メタバースにおけるデジタル・ライツ、著作権は?
メタバースの開発が成功すれば、信じられないようなメリットがもたらされる可能性もある。コミュニティ間の壁を取り払い、コラボレーションとコミュニケーションを強化し、私たちの関わり方を一変させる可能性がある。
その一方で、メタバースは、分散化され、進化し続ける空間の中で、どのように人権や企業の権利を守ることができるのか、多くの新たな問題を提起している。
国連が70年以上前に「世界人権宣言」を発表して以来、世界は人間にどのような権利を与えるべきかについて、いまだに包括的な合意に至っていない。
メタバースは、私たちがデジタルの「アイデンティティ」やアバターによって表現される世界において、人権の保護と定義をさらに複雑なものにするかもしれない。
デジタル時代における人権の定義
現実の世界で私たちが人間として持っている中核的な基本的権利が、デジタルの世界では必ずしも規制やガイドラインによって守られているとは限らない。
例えば、物理的な世界では、世界中の多くの国の人々が「言論の自由」を人権とみなしている。しかし、インターネット上で人々が好き勝手な言動をすることは、ネットいじめからデジタル虐待に至るまで、多くの問題を引き起こしている。
その結果、メタバースに先行するオンライン・コミュニティのモデレーションを担う多くの企業が、「言論の自由」を侵害し始めている。フェイスブックやインスタグラムのようなソーシャルメディア企業は、一貫してオンラインでの発言に憎悪や虐待の兆候がないかモデレートしている。これは同時に、ユーザーをネット上での差別や被害から守ると同時に、基本的自由と考えるものへのアクセスを妨げる可能性もある(が、一銭を超えることを自分たちで管理できないのでしょうがないと言える。中古車販売の会社なんかネットを超えてリアルで行っている、それをネット、メタバース内で止めようというのは難しい)、逆にメタバースの世界は透明になり抑えられるのかもしれない。
ユーザーを「保護」するために、アプリやウェブサイトの制作を担当するデジタル世界の企業もデータを収集する必要がある。過剰な量のデータ収集は、プライバシーに対する人権を再び侵害するものとして、これまでも問題視される。

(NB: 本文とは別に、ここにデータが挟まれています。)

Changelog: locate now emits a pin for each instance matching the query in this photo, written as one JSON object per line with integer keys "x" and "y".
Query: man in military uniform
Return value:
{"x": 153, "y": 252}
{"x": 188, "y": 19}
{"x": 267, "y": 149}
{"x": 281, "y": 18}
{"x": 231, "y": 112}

分散型のインターネット環境であるメタバースは、ある権利を高め、ある権利を害する可能性を秘めている。規制当局が検討すべき新たな課題は少なくはない。
メタバースにおけるデジタル著作権の問題点
メタバースにおけるデジタル著作権の標準化には問題があるだろうか。まず注目すべきなのは、作成された「メタバース」はすべて、デベロッパーやデジタルコンテンツクリエイターが実施するルールに支配されるということだ。例えば、VR環境のアバターは、開発者が最初に許可しない限り、他のユーザーと歩いたり、動いたり、話したりすることはできない。要は各プラットフォームが基本を制限して取り締まっている。その上で自由に行う、というのが現状である。
問題になる可能性があるのであればプラットフォームを利用して各個人が世界をつくる際に度を越して作れるか、ということである。現状、大手のみ、もしくはブロックチェーンとの繋がりのあるメタバース空間なのでそこは守られているというか超えられない部分ではなかろうか。
メタバースにおけるデジタル著作権とは?
メタバースにおけるデジタルライツ・著作権は、まだ完全に確立されてはいないだろう。デジタル環境において誰もが平等でポジティブな経験をできるようにするためには、デジタル環境においてどのような権利が維持されるべきか、そしてどのような権利がもはや適切でないのかについての共通理解に基づき、新たなレベルの標準化を実施する必要がある。
現在のところ、こうした議論は主に著作権法、知的財産法、契約法、「不法行為法」といった概念を中心に展開されている。
メタバース内で匿名の人々が実際にどの程度許されるのか、他人の権利を守るために匿名が許されるべきではないのはどのような場合なのかを見極める必要があるだろうが、メタバースのコンテンツがまだそこまで行っていないと思われる。だが通してみるのは誰なのかわからないのでさまざまな年齢や背景を持つ人々を保護するためにどのような対策を講じるべきなのかを考える必要があるかもしれない。メタクエストはを13歳から(もしくは13歳未満はだめ)というラインを引いているが実際に防ぐことはできない。
表面的には、メタバースは真のデジタルの自由を約束する環境である。そこでは、私たちはなりたい自分になり、世界中のコミュニティと交流し、かつてないほどバーチャルな世界を横断することができる。しかし、この新しい世界は完全にルールなしというわけにはいかない。
デジタルの権利や人権を守るためには、メタバースを取り締まり、その中にいる人々を守るための戦略を実行する必要がある。